The CANDISC Procedure

Computational Details

Subsections:

General Formulas

Canonical discriminant analysis is equivalent to canonical correlation analysis between the quantitative variables and a set of dummy variables coded from the CLASS variable. In the following notation, the dummy variables are denoted by $\mb {y}$ and the quantitative variables are denoted by $\mb {x}$. The total sample covariance matrix for the $\mb {x}$ and $\mb {y}$ variables is

\[  \mb {S} = \left[\begin{matrix}  \mb {S}_{xx}   &  \mb {S}_{xy}   \cr \mb {S}_{yx}   &  \mb {S}_{yy}   \end{matrix}\right]  \]

When c is the number of groups, $n_ t$ is the number of observations in group t, and $\mb {S}_ t$ is the sample covariance matrix for the $\mb {x}$ variables in group t, the within-class pooled covariance matrix for the $\mb {x}$ variables is

\[  \mb {S}_ p = \frac{1}{\sum n_ t-c} {\sum (n_ t-1)\mb {S}_ t}  \]

The canonical correlations, $\rho _ i$, are the square roots of the eigenvalues, $\lambda _ i$, of the following matrix. The corresponding eigenvectors are $\mb {v}_ i$.

\[  {\mb {S}_ p}^{-1/2}\mb {S}_{xy}{\mb {S}_{yy}}^{-1}\mb {S}_{yx}{\mb {S}_ p}^{-1/2}  \]

Let $\mb {V}$ be the matrix that contains the eigenvectors $\mb {v}_ i$ that correspond to nonzero eigenvalues as columns. The raw canonical coefficients are calculated as follows:

\[  \mb {R} = {\mb {S}_ p}^{-1/2}\mb {V}  \]

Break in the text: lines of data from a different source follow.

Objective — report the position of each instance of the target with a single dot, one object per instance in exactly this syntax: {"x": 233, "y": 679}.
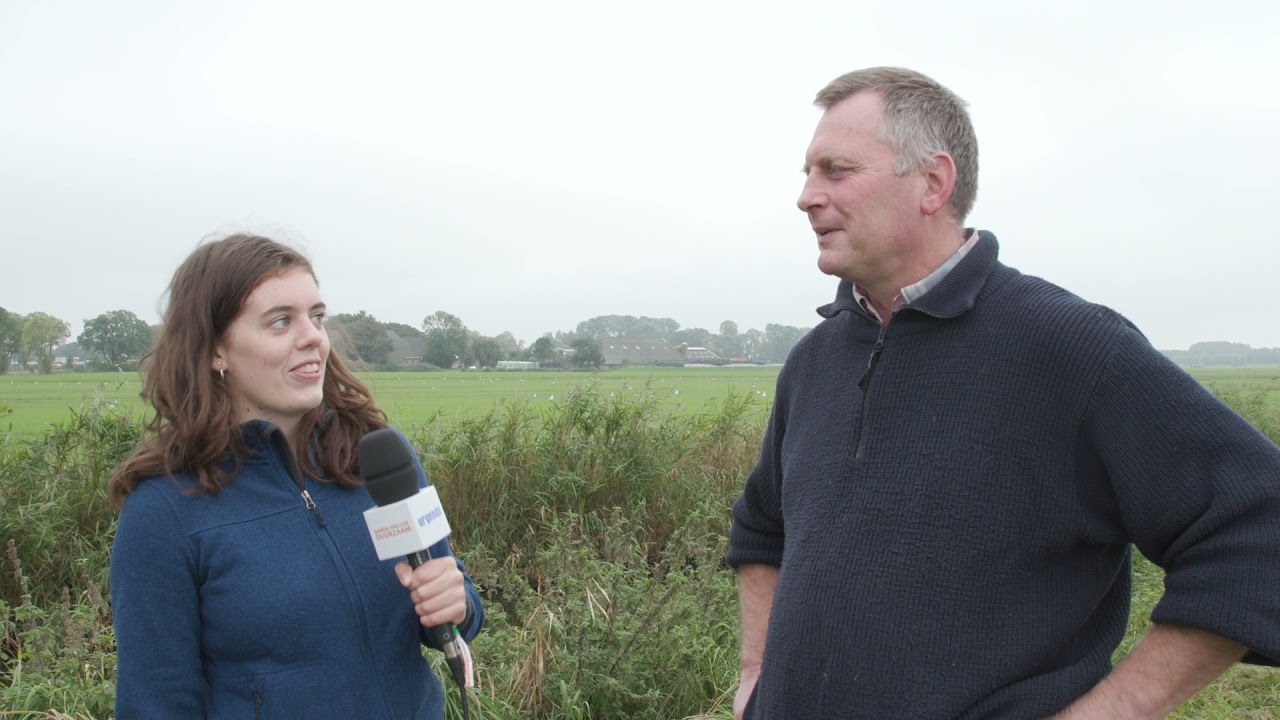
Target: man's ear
{"x": 940, "y": 181}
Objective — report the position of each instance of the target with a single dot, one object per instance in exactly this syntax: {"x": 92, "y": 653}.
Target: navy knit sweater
{"x": 952, "y": 518}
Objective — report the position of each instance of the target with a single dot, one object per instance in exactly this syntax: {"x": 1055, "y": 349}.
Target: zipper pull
{"x": 873, "y": 359}
{"x": 311, "y": 506}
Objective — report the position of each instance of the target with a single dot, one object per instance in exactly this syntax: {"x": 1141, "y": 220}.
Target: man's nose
{"x": 812, "y": 196}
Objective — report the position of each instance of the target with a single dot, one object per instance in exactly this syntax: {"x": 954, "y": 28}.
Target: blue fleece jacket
{"x": 951, "y": 502}
{"x": 250, "y": 605}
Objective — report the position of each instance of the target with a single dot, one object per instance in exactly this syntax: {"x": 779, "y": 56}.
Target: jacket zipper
{"x": 339, "y": 561}
{"x": 863, "y": 383}
{"x": 311, "y": 506}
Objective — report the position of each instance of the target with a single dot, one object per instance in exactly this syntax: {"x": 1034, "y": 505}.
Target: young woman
{"x": 243, "y": 580}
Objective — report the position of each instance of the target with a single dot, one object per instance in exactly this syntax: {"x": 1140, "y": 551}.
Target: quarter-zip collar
{"x": 954, "y": 296}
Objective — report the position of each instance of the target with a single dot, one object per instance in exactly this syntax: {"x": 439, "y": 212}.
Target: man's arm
{"x": 1165, "y": 669}
{"x": 755, "y": 584}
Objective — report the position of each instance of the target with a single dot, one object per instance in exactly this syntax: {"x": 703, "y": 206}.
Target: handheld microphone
{"x": 407, "y": 520}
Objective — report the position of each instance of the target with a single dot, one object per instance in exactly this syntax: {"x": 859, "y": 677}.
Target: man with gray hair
{"x": 960, "y": 456}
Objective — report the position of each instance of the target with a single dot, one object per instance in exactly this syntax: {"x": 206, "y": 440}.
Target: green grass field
{"x": 415, "y": 399}
{"x": 408, "y": 399}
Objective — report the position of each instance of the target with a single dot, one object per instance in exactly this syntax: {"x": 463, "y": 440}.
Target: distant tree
{"x": 627, "y": 326}
{"x": 10, "y": 337}
{"x": 41, "y": 333}
{"x": 753, "y": 345}
{"x": 778, "y": 341}
{"x": 586, "y": 352}
{"x": 115, "y": 337}
{"x": 446, "y": 338}
{"x": 543, "y": 350}
{"x": 368, "y": 336}
{"x": 728, "y": 342}
{"x": 510, "y": 345}
{"x": 406, "y": 332}
{"x": 487, "y": 351}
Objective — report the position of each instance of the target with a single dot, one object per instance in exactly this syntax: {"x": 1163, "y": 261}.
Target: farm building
{"x": 652, "y": 351}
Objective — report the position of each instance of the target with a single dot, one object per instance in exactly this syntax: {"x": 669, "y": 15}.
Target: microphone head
{"x": 387, "y": 466}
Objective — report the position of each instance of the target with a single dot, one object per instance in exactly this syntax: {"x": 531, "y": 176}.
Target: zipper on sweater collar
{"x": 282, "y": 447}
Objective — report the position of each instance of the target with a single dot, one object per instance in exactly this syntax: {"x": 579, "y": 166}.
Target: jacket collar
{"x": 954, "y": 296}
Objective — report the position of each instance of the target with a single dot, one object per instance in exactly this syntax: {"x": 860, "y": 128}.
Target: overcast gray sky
{"x": 528, "y": 165}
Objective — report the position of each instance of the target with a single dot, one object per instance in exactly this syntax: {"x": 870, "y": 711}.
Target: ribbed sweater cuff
{"x": 749, "y": 547}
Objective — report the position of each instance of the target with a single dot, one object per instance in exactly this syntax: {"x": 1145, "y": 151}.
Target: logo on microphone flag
{"x": 410, "y": 525}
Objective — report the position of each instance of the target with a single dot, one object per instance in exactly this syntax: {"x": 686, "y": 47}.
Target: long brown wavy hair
{"x": 195, "y": 424}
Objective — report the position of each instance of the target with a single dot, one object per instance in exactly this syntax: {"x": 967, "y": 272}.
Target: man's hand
{"x": 438, "y": 591}
{"x": 744, "y": 692}
{"x": 1166, "y": 668}
{"x": 755, "y": 586}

The pooled within-class standardized canonical coefficients are

\[  \mb {P} = \mr {diag}(\mb {S}_ p)^{1/2}\mb {R}  \]

The total sample standardized canonical coefficients are

\[  \mb {T} = \mr {diag}(\mb {S}_{xx})^{1/2}\mb {R}  \]

Let $\mb {X}_ c$ be the matrix that contains the centered $\mb {x}$ variables as columns. The canonical scores can be calculated by any of the following:

\[  \mb {X}_ c \,  \mb {R}  \]
\[  \mb {X}_ c \,  \mr {diag}(\mb {S}_ p)^{-1/2}\mb {P}  \]
\[  \mb {X}_ c \,  \mr {diag}(\mb {S}_{xx})^{-1/2}\mb {T}  \]

For the multivariate tests based on $\mb {E}^{-1}\mb {H}$,

\[  \mb {E} = (n-1)(\mb {S}_{yy} - \mb {S}_{yx}\mb {S}_{xx}^{-1}\mb {S}_{xy})  \]
\[  \mb {H} = (n-1)\mb {S}_{yx}\mb {S}_{xx}^{-1}\mb {S}_{xy}  \]

where n is the total number of observations.